A standard dictionary definition of silver bullet is ‘a simple and seemingly magical solution to a complicated problem’.
Last week, whilst working with a variety of management groups I was reminded of how complex the process of learning new skills, developing one’s approach and generally changing any existing behaviours can be – yet we often try to do so using a silver bullet!!
The silver bullet I am referring to is the traditional, standalone, isolated training session or workshop.
I love the definition’s wording – “simple and seemingly magical solution” – it seems so relevant to how training is often viewed. One day of training “should do the trick!”
The one-off event in the training rooms starts the process of learning and development but expecting a day to go from “new to subject” to “pretty good at it” is incredibly optimistic.

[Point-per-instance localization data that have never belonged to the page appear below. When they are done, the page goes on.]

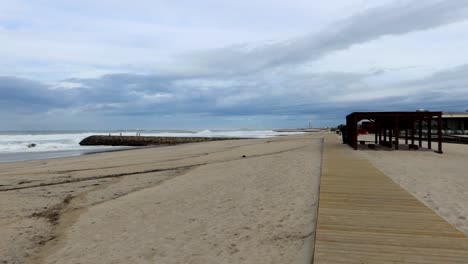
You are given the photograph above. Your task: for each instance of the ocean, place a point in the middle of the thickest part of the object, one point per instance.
(16, 145)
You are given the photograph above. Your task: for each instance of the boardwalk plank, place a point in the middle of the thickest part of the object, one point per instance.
(365, 217)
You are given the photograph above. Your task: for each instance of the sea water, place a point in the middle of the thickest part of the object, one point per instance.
(18, 145)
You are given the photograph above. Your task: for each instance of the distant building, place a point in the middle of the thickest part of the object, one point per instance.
(455, 123)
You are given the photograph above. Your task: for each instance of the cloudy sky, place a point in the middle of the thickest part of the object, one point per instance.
(160, 64)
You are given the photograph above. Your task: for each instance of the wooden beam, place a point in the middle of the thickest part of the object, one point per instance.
(397, 133)
(439, 133)
(429, 133)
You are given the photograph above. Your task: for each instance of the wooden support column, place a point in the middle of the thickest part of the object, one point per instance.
(380, 133)
(439, 133)
(355, 132)
(390, 136)
(420, 133)
(429, 133)
(376, 129)
(406, 136)
(385, 133)
(397, 133)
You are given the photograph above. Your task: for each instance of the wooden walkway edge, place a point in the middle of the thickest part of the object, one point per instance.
(365, 217)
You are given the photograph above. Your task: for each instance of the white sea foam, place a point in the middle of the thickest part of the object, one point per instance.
(49, 142)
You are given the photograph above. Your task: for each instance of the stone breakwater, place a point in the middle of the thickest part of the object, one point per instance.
(144, 141)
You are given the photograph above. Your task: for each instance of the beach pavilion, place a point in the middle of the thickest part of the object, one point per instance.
(389, 127)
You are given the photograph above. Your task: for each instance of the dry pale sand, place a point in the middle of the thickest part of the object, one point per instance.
(438, 180)
(194, 203)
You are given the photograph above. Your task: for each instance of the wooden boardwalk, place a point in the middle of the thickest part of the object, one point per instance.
(365, 217)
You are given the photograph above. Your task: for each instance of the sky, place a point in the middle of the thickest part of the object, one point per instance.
(259, 64)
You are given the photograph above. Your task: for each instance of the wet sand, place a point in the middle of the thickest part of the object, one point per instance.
(242, 201)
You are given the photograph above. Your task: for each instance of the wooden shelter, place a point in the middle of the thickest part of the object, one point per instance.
(389, 127)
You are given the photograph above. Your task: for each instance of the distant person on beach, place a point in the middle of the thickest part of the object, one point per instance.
(344, 134)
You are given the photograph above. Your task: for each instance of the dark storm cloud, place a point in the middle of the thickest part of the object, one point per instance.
(243, 81)
(25, 96)
(397, 19)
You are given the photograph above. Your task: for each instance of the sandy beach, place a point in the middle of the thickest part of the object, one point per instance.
(440, 181)
(242, 201)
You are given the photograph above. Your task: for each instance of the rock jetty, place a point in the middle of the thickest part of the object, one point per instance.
(144, 141)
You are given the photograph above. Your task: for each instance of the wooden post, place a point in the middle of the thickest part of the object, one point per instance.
(439, 132)
(397, 133)
(390, 136)
(420, 133)
(406, 136)
(376, 128)
(355, 132)
(385, 133)
(429, 133)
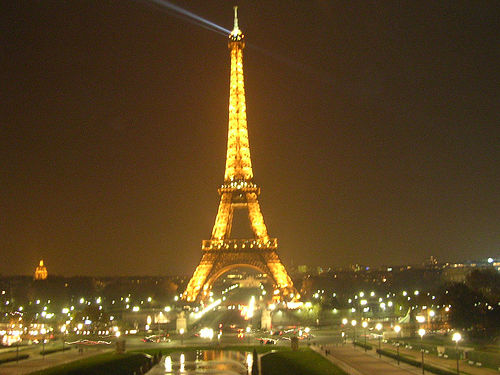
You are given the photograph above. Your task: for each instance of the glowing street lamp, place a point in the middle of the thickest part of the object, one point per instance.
(353, 323)
(364, 324)
(397, 329)
(181, 331)
(63, 331)
(421, 333)
(378, 327)
(43, 331)
(457, 337)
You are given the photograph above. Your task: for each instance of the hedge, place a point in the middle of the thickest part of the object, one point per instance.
(487, 359)
(430, 368)
(362, 345)
(13, 359)
(56, 350)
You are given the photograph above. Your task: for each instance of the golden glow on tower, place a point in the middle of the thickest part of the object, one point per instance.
(238, 163)
(41, 271)
(221, 252)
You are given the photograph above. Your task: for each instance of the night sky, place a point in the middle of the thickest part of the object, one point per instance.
(374, 131)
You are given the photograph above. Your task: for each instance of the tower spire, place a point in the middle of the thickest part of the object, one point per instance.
(236, 35)
(235, 18)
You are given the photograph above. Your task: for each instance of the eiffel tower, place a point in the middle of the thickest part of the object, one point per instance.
(222, 253)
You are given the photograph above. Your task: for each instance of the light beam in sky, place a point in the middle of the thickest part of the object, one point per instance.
(189, 16)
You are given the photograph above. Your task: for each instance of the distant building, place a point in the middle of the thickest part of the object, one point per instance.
(41, 271)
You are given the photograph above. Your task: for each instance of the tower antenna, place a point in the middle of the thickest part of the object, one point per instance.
(236, 28)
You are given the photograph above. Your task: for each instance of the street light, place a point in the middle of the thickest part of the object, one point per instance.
(43, 331)
(457, 337)
(353, 323)
(378, 327)
(397, 329)
(421, 332)
(181, 331)
(63, 331)
(365, 324)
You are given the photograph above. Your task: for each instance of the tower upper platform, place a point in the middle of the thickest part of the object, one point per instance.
(238, 162)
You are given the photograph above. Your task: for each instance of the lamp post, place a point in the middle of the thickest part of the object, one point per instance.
(43, 331)
(344, 335)
(378, 327)
(63, 331)
(181, 331)
(364, 324)
(397, 329)
(353, 323)
(421, 332)
(457, 337)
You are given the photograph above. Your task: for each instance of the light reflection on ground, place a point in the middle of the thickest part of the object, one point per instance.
(205, 362)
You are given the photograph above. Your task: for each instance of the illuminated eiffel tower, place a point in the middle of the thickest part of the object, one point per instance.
(222, 253)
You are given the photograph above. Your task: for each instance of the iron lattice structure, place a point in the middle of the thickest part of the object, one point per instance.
(222, 253)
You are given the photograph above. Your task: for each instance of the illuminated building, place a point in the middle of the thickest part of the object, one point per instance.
(41, 271)
(222, 252)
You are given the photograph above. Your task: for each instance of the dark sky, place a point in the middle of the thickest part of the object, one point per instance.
(374, 131)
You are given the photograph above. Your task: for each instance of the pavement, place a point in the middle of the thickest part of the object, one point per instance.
(355, 361)
(450, 364)
(37, 362)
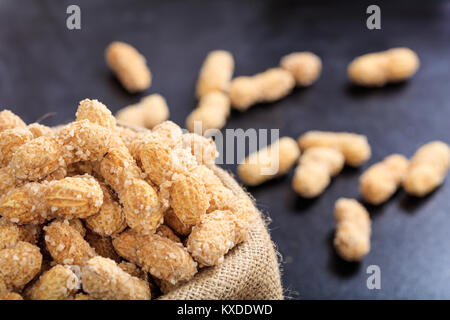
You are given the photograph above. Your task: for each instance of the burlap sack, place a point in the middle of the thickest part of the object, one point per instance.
(250, 271)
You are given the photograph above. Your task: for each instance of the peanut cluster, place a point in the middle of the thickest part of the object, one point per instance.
(105, 212)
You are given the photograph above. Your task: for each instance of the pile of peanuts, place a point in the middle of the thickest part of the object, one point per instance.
(92, 210)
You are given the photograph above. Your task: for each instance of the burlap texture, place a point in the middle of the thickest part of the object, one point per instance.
(250, 271)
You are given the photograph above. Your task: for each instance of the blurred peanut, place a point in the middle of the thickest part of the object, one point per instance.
(378, 69)
(268, 86)
(211, 113)
(149, 112)
(379, 182)
(129, 66)
(316, 167)
(216, 73)
(352, 238)
(354, 147)
(428, 168)
(304, 66)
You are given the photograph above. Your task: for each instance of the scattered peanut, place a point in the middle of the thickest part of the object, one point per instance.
(9, 120)
(149, 112)
(427, 169)
(211, 113)
(129, 66)
(216, 73)
(378, 69)
(352, 238)
(354, 147)
(304, 66)
(270, 162)
(268, 86)
(379, 182)
(10, 141)
(316, 167)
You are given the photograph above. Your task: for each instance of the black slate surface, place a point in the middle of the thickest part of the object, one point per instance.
(45, 68)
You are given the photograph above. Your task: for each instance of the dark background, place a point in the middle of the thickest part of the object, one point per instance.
(45, 68)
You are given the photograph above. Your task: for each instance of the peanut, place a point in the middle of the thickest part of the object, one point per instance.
(141, 204)
(134, 270)
(216, 73)
(39, 130)
(189, 199)
(96, 112)
(379, 182)
(160, 256)
(66, 245)
(218, 194)
(58, 283)
(316, 167)
(212, 238)
(149, 112)
(304, 66)
(427, 169)
(268, 86)
(171, 219)
(72, 197)
(354, 147)
(78, 141)
(102, 246)
(211, 113)
(19, 265)
(165, 232)
(203, 149)
(378, 69)
(103, 279)
(11, 234)
(9, 120)
(352, 238)
(10, 141)
(129, 66)
(270, 162)
(110, 220)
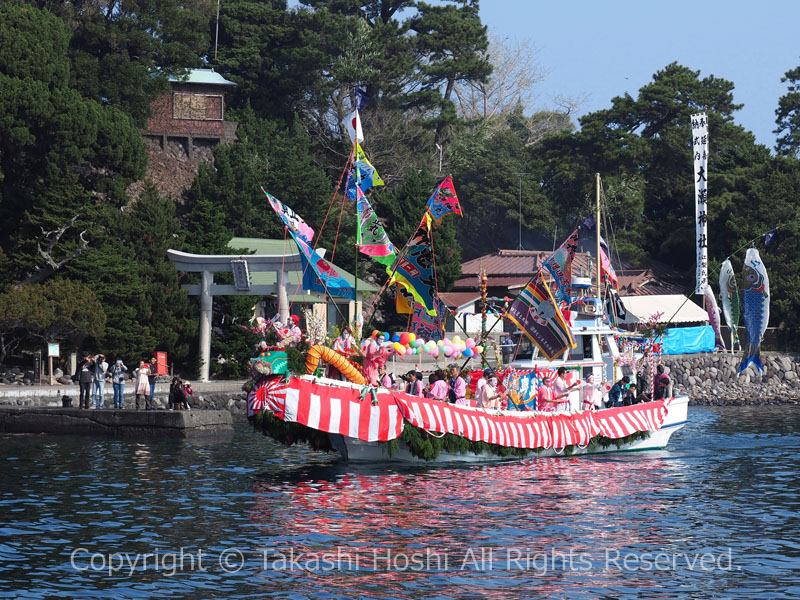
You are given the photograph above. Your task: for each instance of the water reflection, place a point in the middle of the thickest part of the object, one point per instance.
(536, 528)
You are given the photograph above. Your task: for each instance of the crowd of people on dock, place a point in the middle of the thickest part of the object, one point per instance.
(93, 371)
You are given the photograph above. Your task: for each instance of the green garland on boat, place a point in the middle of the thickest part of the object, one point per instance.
(421, 443)
(426, 446)
(290, 433)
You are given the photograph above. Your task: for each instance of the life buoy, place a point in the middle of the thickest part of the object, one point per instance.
(336, 360)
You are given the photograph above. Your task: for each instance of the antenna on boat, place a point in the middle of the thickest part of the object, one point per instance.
(520, 175)
(597, 220)
(216, 35)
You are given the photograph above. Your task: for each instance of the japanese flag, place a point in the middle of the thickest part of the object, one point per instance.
(352, 123)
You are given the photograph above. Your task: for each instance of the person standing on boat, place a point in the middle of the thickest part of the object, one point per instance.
(438, 389)
(386, 379)
(664, 389)
(458, 388)
(562, 390)
(490, 396)
(293, 332)
(414, 386)
(507, 348)
(482, 382)
(345, 343)
(375, 356)
(615, 393)
(629, 395)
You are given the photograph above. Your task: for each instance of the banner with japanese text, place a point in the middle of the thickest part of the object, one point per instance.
(700, 152)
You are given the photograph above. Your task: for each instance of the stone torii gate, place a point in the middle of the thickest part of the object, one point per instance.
(241, 266)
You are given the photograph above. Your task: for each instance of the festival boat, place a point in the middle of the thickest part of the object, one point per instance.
(364, 422)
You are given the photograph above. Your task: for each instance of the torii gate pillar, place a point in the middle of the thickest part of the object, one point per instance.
(241, 266)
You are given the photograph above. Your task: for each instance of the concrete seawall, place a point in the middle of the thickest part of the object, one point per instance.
(708, 379)
(214, 395)
(711, 378)
(124, 423)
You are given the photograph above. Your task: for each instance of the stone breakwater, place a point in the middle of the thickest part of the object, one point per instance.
(710, 379)
(216, 395)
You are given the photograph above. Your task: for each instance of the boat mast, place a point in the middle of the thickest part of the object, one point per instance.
(597, 221)
(358, 239)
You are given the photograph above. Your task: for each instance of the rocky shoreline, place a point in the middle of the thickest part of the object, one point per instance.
(710, 379)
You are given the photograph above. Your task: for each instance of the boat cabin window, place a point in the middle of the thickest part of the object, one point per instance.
(525, 348)
(582, 349)
(587, 347)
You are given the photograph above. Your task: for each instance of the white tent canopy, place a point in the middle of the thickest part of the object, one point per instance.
(675, 308)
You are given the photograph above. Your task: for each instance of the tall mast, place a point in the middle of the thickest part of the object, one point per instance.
(358, 236)
(597, 228)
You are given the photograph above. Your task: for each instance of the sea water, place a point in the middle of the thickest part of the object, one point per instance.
(714, 516)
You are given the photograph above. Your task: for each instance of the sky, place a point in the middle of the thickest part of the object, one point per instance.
(597, 50)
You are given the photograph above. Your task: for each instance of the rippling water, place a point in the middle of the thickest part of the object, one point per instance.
(713, 517)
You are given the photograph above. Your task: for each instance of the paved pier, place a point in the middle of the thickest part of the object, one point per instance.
(124, 423)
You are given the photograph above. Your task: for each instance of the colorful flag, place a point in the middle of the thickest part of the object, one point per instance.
(319, 275)
(363, 174)
(607, 269)
(290, 218)
(535, 313)
(404, 301)
(414, 268)
(444, 200)
(560, 266)
(429, 327)
(371, 237)
(352, 123)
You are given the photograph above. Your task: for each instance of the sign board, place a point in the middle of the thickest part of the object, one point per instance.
(700, 152)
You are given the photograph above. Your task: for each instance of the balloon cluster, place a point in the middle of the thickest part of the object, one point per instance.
(409, 344)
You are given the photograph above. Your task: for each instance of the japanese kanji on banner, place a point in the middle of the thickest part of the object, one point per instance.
(700, 151)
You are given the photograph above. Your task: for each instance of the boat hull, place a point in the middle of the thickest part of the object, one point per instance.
(355, 450)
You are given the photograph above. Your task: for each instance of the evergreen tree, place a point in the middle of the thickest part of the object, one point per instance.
(61, 155)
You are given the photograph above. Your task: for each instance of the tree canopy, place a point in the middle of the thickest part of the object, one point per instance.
(77, 80)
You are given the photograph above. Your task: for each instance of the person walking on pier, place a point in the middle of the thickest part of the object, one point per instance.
(118, 370)
(143, 385)
(84, 377)
(151, 379)
(99, 385)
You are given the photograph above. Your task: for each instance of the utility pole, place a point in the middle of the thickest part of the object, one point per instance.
(520, 175)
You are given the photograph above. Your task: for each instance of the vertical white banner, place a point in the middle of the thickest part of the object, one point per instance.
(700, 152)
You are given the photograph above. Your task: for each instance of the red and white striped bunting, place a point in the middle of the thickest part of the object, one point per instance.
(523, 431)
(343, 410)
(620, 422)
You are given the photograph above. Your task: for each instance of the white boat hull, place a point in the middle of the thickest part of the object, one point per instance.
(353, 449)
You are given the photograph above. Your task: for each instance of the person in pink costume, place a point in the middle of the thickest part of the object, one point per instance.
(375, 356)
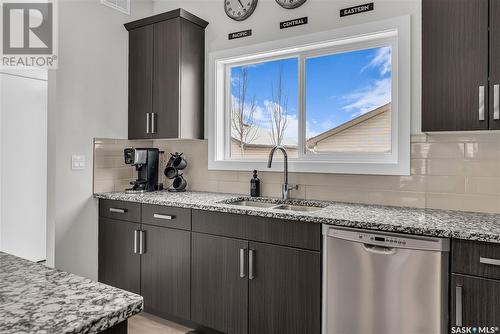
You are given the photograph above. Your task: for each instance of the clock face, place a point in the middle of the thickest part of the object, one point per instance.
(239, 10)
(290, 4)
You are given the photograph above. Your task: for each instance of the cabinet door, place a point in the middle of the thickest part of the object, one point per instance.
(219, 295)
(140, 89)
(166, 79)
(494, 65)
(454, 64)
(118, 265)
(285, 292)
(475, 300)
(165, 271)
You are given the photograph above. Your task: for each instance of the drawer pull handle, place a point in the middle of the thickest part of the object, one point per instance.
(458, 306)
(142, 245)
(242, 263)
(496, 102)
(481, 103)
(136, 232)
(167, 217)
(115, 210)
(251, 260)
(493, 262)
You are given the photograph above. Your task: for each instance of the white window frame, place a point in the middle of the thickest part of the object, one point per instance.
(393, 32)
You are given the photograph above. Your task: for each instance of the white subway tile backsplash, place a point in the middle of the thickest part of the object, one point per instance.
(448, 171)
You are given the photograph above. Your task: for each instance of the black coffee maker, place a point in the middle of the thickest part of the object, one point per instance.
(146, 162)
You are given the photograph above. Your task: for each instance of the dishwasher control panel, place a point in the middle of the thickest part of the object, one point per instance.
(381, 239)
(389, 239)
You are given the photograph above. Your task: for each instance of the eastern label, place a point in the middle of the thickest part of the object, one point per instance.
(357, 9)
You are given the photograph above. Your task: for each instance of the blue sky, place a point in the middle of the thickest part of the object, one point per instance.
(339, 88)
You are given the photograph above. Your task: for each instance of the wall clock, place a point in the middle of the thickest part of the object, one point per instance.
(239, 10)
(290, 4)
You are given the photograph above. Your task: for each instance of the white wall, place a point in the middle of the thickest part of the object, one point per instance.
(23, 163)
(323, 15)
(88, 98)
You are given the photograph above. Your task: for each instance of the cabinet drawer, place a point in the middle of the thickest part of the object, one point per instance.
(476, 258)
(166, 216)
(284, 232)
(218, 223)
(120, 210)
(268, 230)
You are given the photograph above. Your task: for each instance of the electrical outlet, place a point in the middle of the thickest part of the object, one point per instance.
(78, 162)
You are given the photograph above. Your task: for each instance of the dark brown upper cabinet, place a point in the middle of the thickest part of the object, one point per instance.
(166, 76)
(455, 51)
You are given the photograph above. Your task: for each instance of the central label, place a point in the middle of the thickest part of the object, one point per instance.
(293, 23)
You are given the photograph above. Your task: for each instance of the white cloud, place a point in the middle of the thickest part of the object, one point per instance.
(382, 61)
(372, 97)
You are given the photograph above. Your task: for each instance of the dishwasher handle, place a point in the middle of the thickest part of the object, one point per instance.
(379, 249)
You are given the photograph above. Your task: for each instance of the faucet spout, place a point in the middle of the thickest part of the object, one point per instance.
(285, 187)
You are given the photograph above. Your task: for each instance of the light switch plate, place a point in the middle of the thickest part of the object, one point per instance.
(78, 162)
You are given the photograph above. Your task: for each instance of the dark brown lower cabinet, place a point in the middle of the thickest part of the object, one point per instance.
(285, 292)
(219, 295)
(474, 301)
(118, 265)
(165, 271)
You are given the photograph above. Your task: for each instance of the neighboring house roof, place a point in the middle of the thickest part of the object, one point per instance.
(370, 131)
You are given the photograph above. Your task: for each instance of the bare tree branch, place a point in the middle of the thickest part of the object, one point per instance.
(279, 111)
(243, 113)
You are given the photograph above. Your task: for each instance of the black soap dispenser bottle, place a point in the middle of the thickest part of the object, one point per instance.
(255, 185)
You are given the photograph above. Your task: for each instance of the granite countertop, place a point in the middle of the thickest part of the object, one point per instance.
(439, 223)
(42, 300)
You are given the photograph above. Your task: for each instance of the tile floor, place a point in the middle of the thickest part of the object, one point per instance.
(148, 324)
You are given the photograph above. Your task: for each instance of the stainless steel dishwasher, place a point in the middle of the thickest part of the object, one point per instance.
(384, 283)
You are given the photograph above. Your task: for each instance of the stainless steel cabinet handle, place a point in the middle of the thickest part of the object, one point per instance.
(496, 102)
(481, 103)
(160, 216)
(142, 248)
(486, 260)
(250, 264)
(458, 306)
(135, 241)
(242, 263)
(153, 122)
(116, 210)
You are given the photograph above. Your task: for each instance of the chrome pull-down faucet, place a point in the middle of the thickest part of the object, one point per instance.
(285, 187)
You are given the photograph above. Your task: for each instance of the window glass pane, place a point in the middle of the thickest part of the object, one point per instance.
(348, 102)
(264, 108)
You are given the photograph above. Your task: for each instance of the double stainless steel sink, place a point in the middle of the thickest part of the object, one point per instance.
(277, 205)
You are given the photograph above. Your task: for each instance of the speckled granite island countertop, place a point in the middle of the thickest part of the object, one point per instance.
(41, 300)
(440, 223)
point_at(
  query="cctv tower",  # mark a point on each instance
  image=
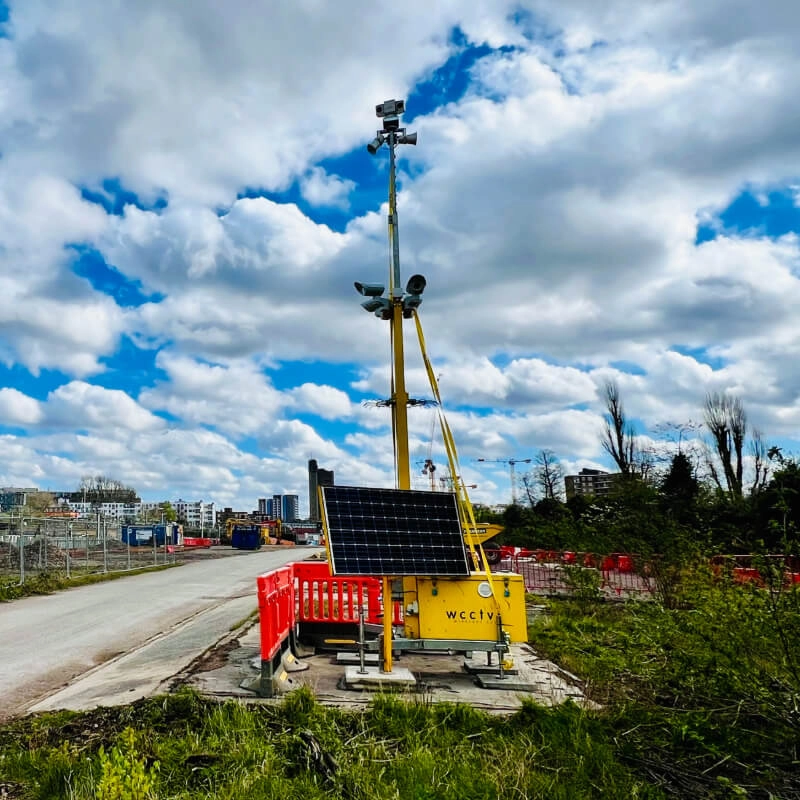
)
(400, 303)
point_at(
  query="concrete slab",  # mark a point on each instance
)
(353, 658)
(373, 679)
(439, 678)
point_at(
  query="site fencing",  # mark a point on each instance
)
(628, 576)
(31, 548)
(554, 573)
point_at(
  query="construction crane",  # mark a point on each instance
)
(512, 462)
(429, 469)
(449, 484)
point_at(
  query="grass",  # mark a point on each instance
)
(190, 747)
(699, 701)
(50, 582)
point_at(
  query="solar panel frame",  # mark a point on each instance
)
(393, 532)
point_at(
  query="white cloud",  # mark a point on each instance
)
(321, 189)
(83, 406)
(553, 210)
(17, 408)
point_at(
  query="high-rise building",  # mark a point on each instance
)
(590, 481)
(291, 508)
(316, 477)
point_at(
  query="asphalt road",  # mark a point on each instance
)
(46, 642)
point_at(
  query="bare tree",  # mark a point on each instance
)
(761, 458)
(726, 419)
(549, 474)
(618, 438)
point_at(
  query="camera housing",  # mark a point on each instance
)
(370, 289)
(390, 108)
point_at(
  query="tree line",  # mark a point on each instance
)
(715, 486)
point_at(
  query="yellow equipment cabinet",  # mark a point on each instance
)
(466, 608)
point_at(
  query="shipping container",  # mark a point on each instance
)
(246, 537)
(142, 535)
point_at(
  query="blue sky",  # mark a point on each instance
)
(594, 196)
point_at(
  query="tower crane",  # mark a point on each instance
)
(429, 469)
(512, 462)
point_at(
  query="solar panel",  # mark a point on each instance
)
(393, 532)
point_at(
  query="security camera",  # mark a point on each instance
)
(390, 107)
(369, 289)
(411, 301)
(375, 304)
(416, 284)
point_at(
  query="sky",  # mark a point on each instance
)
(600, 191)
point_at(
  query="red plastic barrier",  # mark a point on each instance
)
(546, 573)
(322, 597)
(747, 575)
(196, 541)
(624, 562)
(276, 609)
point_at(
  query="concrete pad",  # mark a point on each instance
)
(374, 659)
(373, 678)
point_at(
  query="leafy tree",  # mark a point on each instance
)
(680, 488)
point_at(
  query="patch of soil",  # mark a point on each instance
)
(214, 658)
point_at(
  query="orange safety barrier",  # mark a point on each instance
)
(547, 571)
(276, 610)
(196, 541)
(322, 597)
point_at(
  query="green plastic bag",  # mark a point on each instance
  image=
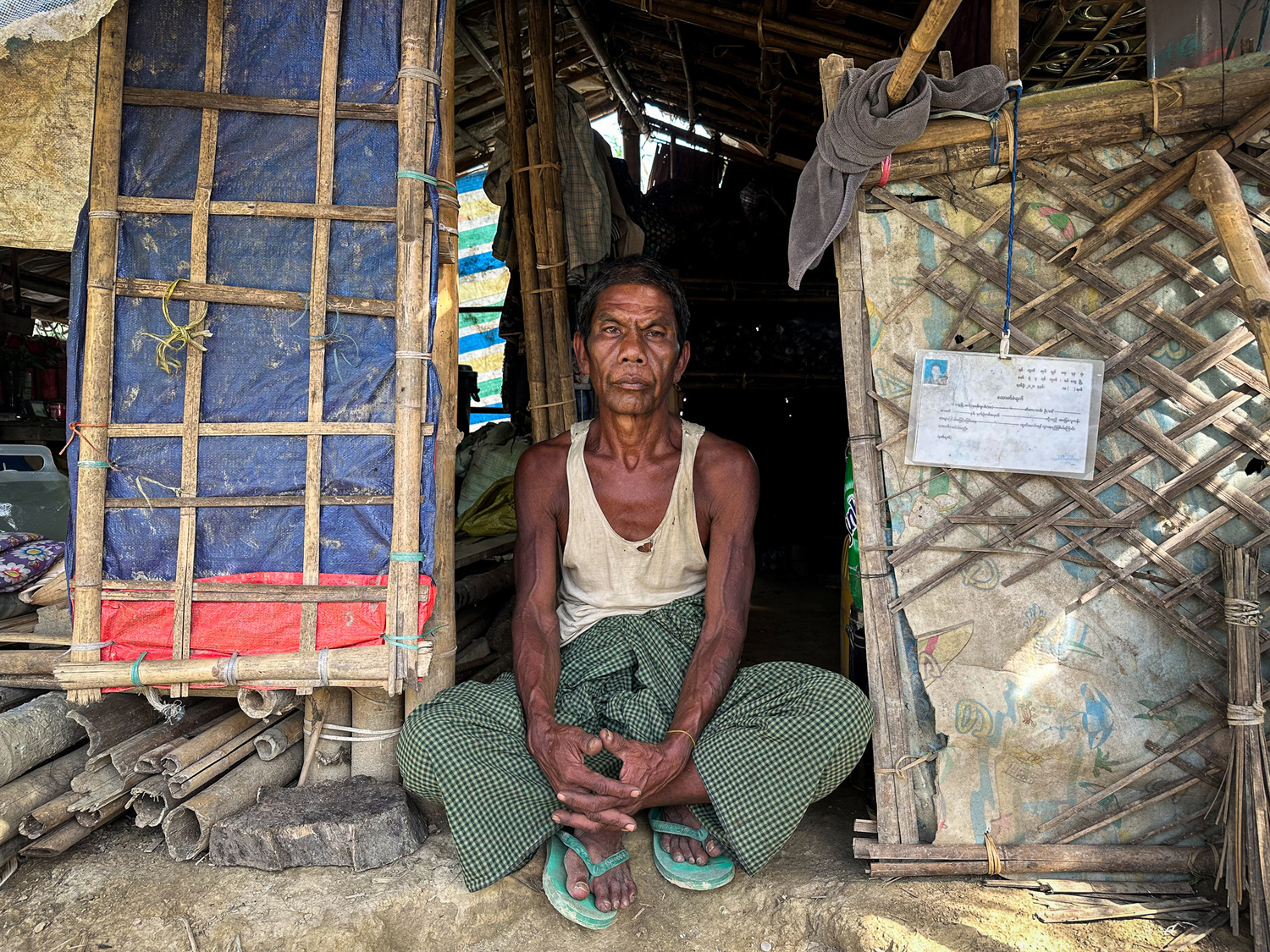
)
(494, 513)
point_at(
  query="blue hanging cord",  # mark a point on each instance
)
(1016, 88)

Participants need so much more to genuinely develop what they have started to learn in the training room.
I genuinely felt a sense of ‘double’ frustration recently; I felt frustrated that I hadn’t been able to help in the level of depth I knew at least one or two participants needed and I also sensed they were frustrated that they had started down a road but it was far from complete.
We know all change takes time – it takes commitment and ongoing support. It is complicated and challenging and a one size fits all, “sliver bullet” approach at best starts the learning process. I would add that this is obviously a crucial and much-needed part of the process and I welcome all those who embark on it.
I was delighted to hear that the groups I worked with had found the sessions very useful and practical but I am now worried about how much they are going to be asked how they will use what they have learnt and how much support they will get to do so, let alone what their ongoing development objectives will be!
In short, if you want your managers to be better – absolutely use some training and development programmes – but don’t reach for silver bullets. Commit to the process and all the challenges it presents, think long term and recognise that whilst the first step is crucial, to really see results it will take time, effort and patience.